A auditoria verifica exigência por exigência e conclui por um desvio ou uma ausência de desvio. O diagnóstico situa cada prática numa escala de maturidade e indica a ação que faz subir um nível. Os dois complementam se: o diagnóstico prepara e prioriza, a auditoria valida.

O referencial cobre as instalações de categoria A?

Sim. O domínio dedicado à prevenção de acidentes graves retoma a política de prevenção, o sistema de gestão da segurança, o plano de emergência interno e a informação às populações. Um referencial dedicado às instalações de categoria A permite ir mais longe neste vetor.

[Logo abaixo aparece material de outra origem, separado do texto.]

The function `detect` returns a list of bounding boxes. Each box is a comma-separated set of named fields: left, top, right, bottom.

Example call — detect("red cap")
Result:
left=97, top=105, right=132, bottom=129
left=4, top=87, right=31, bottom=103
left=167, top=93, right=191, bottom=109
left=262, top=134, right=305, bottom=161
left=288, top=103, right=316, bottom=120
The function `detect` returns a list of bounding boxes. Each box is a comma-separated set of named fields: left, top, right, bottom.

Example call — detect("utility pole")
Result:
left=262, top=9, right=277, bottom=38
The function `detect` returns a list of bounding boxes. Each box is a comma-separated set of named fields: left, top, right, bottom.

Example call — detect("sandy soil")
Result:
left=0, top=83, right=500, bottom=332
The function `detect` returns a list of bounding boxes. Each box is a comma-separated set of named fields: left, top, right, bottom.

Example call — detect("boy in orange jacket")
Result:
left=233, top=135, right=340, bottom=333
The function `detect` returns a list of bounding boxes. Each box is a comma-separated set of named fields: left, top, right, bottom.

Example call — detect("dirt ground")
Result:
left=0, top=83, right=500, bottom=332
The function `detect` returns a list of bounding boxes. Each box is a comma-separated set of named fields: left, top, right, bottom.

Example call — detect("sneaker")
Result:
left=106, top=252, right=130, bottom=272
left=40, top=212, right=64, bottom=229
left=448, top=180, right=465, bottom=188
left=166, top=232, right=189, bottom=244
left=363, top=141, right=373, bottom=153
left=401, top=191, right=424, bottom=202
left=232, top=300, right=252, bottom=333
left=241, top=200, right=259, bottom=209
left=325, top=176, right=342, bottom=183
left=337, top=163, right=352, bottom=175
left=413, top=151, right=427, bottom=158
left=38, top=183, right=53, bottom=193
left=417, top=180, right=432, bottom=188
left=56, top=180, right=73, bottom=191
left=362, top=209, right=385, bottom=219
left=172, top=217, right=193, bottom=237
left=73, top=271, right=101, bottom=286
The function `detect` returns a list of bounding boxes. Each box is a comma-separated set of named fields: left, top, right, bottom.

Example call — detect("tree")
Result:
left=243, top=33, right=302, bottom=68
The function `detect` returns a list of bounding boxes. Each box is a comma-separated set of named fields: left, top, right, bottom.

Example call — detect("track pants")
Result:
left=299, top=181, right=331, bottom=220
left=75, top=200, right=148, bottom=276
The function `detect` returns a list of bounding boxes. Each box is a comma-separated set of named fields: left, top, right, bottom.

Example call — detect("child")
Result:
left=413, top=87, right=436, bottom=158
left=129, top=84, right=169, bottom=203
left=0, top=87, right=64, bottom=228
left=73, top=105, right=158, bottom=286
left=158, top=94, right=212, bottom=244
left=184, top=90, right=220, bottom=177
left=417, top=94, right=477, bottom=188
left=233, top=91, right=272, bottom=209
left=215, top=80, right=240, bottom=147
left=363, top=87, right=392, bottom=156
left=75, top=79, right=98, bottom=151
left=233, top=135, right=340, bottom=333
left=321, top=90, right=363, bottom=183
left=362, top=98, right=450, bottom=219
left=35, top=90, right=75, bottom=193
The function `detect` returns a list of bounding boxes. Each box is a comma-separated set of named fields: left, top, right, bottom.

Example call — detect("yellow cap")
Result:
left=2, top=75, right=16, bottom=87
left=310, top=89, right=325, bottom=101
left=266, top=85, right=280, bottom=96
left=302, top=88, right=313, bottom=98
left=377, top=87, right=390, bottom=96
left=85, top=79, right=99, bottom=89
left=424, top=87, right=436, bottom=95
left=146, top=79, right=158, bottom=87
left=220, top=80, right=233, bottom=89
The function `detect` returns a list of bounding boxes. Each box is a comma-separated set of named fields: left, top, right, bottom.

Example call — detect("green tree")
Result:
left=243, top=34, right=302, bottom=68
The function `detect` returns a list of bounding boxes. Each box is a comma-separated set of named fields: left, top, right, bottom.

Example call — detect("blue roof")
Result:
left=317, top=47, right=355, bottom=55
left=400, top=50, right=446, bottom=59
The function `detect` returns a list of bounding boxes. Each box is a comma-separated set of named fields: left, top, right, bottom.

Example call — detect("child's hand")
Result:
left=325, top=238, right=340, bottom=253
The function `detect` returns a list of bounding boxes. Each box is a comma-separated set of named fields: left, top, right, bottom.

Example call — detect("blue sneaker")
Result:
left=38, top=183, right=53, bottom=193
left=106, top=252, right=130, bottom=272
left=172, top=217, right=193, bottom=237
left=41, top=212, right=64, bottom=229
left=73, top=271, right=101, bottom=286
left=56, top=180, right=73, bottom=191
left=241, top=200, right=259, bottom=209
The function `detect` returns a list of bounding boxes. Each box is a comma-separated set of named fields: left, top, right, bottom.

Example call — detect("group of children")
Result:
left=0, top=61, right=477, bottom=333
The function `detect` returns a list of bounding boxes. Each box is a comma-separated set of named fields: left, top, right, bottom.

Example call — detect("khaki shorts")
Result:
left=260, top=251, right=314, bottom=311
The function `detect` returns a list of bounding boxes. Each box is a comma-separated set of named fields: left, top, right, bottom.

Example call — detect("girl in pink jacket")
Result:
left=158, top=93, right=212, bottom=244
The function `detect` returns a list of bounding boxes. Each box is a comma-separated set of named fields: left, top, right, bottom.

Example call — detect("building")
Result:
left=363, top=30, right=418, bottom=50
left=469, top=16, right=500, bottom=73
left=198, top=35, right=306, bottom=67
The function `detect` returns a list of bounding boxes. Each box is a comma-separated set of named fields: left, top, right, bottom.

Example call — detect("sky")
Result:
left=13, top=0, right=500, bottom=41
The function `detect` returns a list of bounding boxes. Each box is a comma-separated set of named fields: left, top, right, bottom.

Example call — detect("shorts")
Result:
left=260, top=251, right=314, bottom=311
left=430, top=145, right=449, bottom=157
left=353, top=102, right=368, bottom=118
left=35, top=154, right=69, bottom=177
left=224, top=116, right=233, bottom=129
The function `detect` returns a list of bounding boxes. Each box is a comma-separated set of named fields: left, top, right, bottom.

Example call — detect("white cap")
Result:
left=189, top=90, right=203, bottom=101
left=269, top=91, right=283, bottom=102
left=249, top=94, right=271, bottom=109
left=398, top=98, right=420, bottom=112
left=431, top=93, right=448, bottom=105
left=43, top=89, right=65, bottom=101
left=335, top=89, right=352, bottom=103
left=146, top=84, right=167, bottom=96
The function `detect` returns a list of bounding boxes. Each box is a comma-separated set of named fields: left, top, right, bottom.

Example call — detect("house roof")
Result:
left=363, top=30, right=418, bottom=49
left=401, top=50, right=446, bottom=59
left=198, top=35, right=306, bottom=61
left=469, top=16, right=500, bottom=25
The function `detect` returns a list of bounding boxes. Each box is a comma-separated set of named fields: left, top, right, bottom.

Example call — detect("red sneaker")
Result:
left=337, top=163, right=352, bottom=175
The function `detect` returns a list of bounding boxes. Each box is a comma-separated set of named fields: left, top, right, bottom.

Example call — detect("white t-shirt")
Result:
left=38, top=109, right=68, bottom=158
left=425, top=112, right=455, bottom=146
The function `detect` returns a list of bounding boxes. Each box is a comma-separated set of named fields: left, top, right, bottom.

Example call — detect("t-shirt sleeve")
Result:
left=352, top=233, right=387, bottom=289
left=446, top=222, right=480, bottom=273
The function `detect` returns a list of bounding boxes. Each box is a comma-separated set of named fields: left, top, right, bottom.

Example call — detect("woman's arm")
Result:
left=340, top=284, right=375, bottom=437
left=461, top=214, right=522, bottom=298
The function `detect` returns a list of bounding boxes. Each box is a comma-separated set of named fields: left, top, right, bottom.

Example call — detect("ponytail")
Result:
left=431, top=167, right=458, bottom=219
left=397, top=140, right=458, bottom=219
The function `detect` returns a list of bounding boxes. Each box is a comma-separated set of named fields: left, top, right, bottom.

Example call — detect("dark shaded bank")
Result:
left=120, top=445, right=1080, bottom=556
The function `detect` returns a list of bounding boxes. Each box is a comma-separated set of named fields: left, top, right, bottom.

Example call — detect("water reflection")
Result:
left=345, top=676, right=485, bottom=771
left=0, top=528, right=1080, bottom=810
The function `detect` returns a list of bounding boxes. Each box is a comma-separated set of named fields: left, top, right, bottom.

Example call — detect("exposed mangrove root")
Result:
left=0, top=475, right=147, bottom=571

Quanto tempo demora a avaliação?

A versão curta preenche se numa sessão de trabalho com o responsável HSE do local. A versão completa, em modo colaborativo com a exploração, a geotecnia e a direção financeira, decorre ao longo de uma a duas semanas, sendo a maior parte do tempo dedicada a reunir os documentos comprovativos.

É possível comparar vários locais entre si?

Sim. Cada local é avaliado com o mesmo referencial, o que torna as pontuações por domínio comparáveis entre unidades de negócio e ao longo do tempo. As auditorias consolidam se num roteiro transversal que reúne as ações comuns em vez de as duplicar.

É possível adaptar o referencial às nossas instalações?

Sim. Os domínios, as perguntas e os níveis são modificáveis. A IA aperfeiçoa as formulações segundo a natureza das suas instalações, ou constrói uma versão a partir das suas licenças de exploração e dos seus planos de gestão de resíduos.

Como ajuda o diagnóstico a calibrar a garantia financeira?

O domínio dedicado avalia o método de cálculo, o âmbito coberto e a frequência de revisão. Os desvios constatados alimentam o plano de ação, com o custo e o prazo das prestações correspondentes em contrapartida, o que dá uma base documentada às discussões com a autoridade e os auditores financeiros.

Onde estão alojados os dados?

Em França, na OVH, com cópia de segurança na Scaleway. Nenhuma transferência fora da União Europeia. Os modelos de IA utilizados podem ser selecionados, incluindo entre soluções europeias.